A dire che la precarietà è il vero problema di questo paese, molto più dei conti di Maastricht o della cosiddetta competitività delle imprese, oggi, saremo in tantissimi. E ogni persona in più che sfilerà per le strade di Roma, per chiedere l’abrogazione delle tre leggi vergogna del governo Berlusconi, ci darà molta più forza per poterlo dire ancora. La generazione che più delle altre ha subito la regressione dei diritti degli ultimi 15 anni, quella senza lavoro, né reddito, né casa, né diritto all’istruzione o alla pensione, fino a ieri divisa, debole, impaurita, potrà oggi trovare nuova speranza. La speranza di invertire la rotta che il nostro paese ha seguito negli ultimi anni, di poter interrompere l’impoverimento del lavoro e delle vite di milioni di persone.
In piazza ci sarà anche Claudio Grassi, coordinatore nazionale di Essere comunisti: «Contro la precarietà del lavoro, vera piaga sociale. E per chiedere al governo di cancellare al più presto quelle leggi, Legge 30, Moratti e Bossi-Fini, che nei fatti e simbolicamente rappresentano l’attacco alle tutele e ai diritti dei lavoratori. Ma non dimentichiamoci che a cambiare deve essere anche l’intera legislazione sul lavoro, non basta cancellare le leggi del governo Berlusconi. Così come, a cambiare, e in meglio, deve essere la Finanziaria. Io penso che questa manifestazione possa servire per premere sul governo in questa direzione, mettendo in evidenza i limiti e le lacune, proprio a partire dal nodo del lavoro precario». I precari, in questo paese, sono due milioni e mezzo, qualcuno dice addirittura 4 milioni. E dei nuovi contratti stipulati più della metà sono “atipici”. Lavoratori a termine, ricattabili dallo spettro di un mancato rinnovo. Lavoratori a progetto, che subiscono una condizione di subordinazione, ma senza i diritti che a questa condizione sono connessi. Lavoratori svenduti, ceduti, passati di mano in mano.
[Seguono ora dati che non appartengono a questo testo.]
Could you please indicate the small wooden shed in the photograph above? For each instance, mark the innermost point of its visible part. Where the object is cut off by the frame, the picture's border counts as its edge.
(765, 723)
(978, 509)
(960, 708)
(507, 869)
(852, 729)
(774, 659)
Lavoratori che non possono iscriversi a un sindacato, come garantisce la nostra Costituzione. Lavoratori in nero, nascosti, spogliati di ogni diritto. Tutti vittime di una litania a cui ormai è difficile credere: che esista una buona flessibilità, volàno di crescita e sviluppo, che basti tagliare i diritti e i costi del lavoro per produrre benessere e ricchezza. In molti la pensano così, anche nel governo che è riuscito a mettere in cantina Berlusconi e che a gennaio aprirà i tavoli per ridisegnare il mercato del lavoro e il sistema previdenziale.